If it generates enough buzz in the blogosphere, the cable networks will even pick it up, as happened almost immediately with Allen's monkeyboy dig.

What does this YouTube revolution mean for politics? It's far too early to tell. One might hope that the omipresence of handicam reporters would mean that all of the artifice of advance teams and printed backdrops and hand-picked crowds of supporters only will be erroded. Unlike the professionals at CNN who play along and film the fakeness because it makes for pretty TV, the YouTubers out there are dedicated to exposing such artifice as an embarassment. And embarassing it is.
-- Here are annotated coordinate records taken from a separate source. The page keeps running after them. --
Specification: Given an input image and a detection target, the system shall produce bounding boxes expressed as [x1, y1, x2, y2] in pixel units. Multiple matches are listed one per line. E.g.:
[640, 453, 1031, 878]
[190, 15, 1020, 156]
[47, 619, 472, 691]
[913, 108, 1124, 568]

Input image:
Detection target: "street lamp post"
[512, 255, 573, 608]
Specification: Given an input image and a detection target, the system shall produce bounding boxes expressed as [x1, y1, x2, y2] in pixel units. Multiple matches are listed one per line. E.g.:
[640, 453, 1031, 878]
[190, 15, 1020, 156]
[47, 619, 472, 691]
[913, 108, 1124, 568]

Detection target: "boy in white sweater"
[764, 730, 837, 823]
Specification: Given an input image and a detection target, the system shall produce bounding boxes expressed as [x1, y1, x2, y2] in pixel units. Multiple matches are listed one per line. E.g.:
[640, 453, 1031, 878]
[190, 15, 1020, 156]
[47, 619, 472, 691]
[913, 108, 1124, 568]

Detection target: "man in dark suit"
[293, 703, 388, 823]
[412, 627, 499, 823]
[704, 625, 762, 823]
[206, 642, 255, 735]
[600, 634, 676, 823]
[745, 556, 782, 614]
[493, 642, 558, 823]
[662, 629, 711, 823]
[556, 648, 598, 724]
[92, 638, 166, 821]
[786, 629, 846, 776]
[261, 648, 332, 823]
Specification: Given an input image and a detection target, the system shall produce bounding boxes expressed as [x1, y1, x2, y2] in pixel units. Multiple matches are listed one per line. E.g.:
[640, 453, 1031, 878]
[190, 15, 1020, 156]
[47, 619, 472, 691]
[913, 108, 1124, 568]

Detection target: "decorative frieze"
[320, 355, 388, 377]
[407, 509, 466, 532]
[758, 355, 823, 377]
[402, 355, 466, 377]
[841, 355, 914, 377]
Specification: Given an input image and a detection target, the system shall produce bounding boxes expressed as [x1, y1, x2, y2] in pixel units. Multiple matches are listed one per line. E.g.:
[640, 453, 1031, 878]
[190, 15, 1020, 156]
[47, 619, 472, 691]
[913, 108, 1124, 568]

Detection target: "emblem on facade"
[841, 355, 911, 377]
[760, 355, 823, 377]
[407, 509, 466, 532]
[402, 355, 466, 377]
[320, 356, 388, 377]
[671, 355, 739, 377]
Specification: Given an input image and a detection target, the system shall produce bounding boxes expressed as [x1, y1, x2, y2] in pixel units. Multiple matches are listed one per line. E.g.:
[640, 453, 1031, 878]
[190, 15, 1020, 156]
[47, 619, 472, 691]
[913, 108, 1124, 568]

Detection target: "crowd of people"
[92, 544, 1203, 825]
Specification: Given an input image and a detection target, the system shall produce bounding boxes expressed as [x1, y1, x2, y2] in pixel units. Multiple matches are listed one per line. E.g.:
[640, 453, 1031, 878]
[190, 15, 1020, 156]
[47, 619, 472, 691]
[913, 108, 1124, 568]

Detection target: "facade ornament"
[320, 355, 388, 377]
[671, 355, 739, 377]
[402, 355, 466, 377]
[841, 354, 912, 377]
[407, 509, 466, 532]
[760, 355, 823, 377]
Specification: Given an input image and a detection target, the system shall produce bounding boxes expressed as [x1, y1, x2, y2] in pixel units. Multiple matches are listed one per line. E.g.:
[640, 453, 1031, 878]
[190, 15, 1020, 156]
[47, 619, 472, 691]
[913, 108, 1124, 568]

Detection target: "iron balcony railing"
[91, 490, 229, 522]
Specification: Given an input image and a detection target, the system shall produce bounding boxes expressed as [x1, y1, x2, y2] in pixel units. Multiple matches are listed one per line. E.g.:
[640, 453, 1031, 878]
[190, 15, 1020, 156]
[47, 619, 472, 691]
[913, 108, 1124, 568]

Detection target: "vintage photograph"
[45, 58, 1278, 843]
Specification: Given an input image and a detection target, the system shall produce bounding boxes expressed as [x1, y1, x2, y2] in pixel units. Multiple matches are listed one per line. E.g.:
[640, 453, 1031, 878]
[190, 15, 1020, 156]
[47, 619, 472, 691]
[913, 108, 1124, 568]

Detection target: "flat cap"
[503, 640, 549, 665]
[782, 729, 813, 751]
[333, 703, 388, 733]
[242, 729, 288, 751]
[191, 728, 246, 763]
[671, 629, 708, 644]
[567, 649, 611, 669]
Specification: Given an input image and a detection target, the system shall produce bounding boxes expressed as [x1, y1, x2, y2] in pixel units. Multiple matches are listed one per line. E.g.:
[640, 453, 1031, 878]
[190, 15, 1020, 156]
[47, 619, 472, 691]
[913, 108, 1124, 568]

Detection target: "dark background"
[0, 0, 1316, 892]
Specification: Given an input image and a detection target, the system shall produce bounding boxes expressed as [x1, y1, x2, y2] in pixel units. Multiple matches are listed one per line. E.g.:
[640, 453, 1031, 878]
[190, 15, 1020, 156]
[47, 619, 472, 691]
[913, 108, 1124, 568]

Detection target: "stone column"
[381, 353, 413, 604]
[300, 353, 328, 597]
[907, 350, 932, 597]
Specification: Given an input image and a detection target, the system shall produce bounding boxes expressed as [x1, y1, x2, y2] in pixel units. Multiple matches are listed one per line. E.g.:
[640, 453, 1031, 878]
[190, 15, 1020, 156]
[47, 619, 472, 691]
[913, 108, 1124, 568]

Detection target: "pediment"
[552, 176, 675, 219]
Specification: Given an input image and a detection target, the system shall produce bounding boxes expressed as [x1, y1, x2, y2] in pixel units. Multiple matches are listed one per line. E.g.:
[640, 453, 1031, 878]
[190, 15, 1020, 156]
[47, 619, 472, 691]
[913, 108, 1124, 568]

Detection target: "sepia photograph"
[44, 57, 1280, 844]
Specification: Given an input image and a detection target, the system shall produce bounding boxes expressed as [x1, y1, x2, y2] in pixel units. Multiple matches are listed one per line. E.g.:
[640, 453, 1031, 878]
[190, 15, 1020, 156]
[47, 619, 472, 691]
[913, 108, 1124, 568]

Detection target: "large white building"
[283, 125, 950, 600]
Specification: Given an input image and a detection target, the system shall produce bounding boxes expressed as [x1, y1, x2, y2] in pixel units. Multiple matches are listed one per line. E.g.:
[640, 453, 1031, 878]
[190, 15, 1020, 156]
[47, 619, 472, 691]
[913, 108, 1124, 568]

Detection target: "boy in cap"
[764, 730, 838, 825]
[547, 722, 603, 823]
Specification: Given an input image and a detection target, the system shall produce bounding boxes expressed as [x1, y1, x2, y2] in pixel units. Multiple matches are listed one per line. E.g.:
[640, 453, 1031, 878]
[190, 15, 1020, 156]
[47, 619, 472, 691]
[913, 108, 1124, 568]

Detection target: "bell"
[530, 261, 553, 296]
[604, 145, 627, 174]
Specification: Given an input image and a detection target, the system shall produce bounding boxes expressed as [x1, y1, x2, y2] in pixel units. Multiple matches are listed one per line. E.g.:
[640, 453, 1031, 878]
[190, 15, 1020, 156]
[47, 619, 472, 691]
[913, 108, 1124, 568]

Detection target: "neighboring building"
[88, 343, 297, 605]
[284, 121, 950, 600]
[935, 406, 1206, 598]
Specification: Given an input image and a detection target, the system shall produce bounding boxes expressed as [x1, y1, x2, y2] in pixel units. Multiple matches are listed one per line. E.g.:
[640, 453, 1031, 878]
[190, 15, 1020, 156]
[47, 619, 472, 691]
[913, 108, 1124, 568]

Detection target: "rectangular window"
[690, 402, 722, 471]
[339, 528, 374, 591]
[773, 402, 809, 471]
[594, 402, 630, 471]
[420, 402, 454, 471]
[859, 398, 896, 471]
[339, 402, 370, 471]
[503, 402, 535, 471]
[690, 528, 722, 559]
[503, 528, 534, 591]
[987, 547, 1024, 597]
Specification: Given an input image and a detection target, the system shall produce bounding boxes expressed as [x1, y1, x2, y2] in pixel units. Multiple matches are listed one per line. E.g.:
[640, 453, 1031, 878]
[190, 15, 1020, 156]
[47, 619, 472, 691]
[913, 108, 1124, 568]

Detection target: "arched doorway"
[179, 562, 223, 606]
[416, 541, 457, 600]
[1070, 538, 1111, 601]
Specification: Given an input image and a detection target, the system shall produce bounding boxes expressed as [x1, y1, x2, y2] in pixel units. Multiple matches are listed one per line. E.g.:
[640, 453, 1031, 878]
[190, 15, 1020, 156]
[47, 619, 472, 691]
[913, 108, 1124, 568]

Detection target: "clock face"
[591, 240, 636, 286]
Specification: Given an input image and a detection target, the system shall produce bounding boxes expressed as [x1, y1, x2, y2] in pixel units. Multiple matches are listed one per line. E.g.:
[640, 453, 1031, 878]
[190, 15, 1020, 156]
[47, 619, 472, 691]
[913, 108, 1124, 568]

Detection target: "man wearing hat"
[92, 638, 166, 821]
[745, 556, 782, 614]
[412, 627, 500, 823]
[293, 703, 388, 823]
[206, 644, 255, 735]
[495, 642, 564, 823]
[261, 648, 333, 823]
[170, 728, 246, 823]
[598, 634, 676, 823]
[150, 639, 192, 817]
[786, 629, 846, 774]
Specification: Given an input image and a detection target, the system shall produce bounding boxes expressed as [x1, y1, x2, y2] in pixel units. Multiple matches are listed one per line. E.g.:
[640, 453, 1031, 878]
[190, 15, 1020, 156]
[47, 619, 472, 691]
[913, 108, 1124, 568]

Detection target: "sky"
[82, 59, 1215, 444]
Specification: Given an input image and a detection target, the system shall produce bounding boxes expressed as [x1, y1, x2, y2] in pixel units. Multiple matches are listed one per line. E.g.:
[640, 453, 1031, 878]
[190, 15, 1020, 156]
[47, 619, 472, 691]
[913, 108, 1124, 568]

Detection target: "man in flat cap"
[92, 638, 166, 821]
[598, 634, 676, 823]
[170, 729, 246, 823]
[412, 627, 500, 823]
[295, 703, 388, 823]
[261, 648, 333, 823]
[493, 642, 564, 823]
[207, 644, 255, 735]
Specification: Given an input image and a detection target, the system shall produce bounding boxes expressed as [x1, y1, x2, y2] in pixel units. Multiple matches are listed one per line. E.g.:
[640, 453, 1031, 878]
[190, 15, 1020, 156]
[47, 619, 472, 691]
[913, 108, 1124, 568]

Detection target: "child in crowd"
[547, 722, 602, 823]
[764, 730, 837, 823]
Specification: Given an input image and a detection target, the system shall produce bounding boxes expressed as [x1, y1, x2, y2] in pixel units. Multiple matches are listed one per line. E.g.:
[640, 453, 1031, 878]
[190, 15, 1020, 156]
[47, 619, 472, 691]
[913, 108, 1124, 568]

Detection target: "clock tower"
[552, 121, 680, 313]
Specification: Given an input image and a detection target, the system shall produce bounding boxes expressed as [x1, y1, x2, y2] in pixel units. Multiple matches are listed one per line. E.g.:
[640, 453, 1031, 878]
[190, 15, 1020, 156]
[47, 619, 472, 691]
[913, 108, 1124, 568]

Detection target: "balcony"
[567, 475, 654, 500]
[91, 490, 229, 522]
On the other hand, this YouTube threat could also hurtle the stage management of politics into hyperdrive, curtailing the kind retail politics and informal "Listening Tours" like the one Allen was on yesterday. Every candidate suffers from foot in mouth disease occasionally, if left alone without a script in front of a live audience. The consultants and advance men may stop deploying their candidates to the real world to every extent practicable.

Whatever the case, it's clear that YouTube is already changing the game. And politicians of all stripes had better watch out.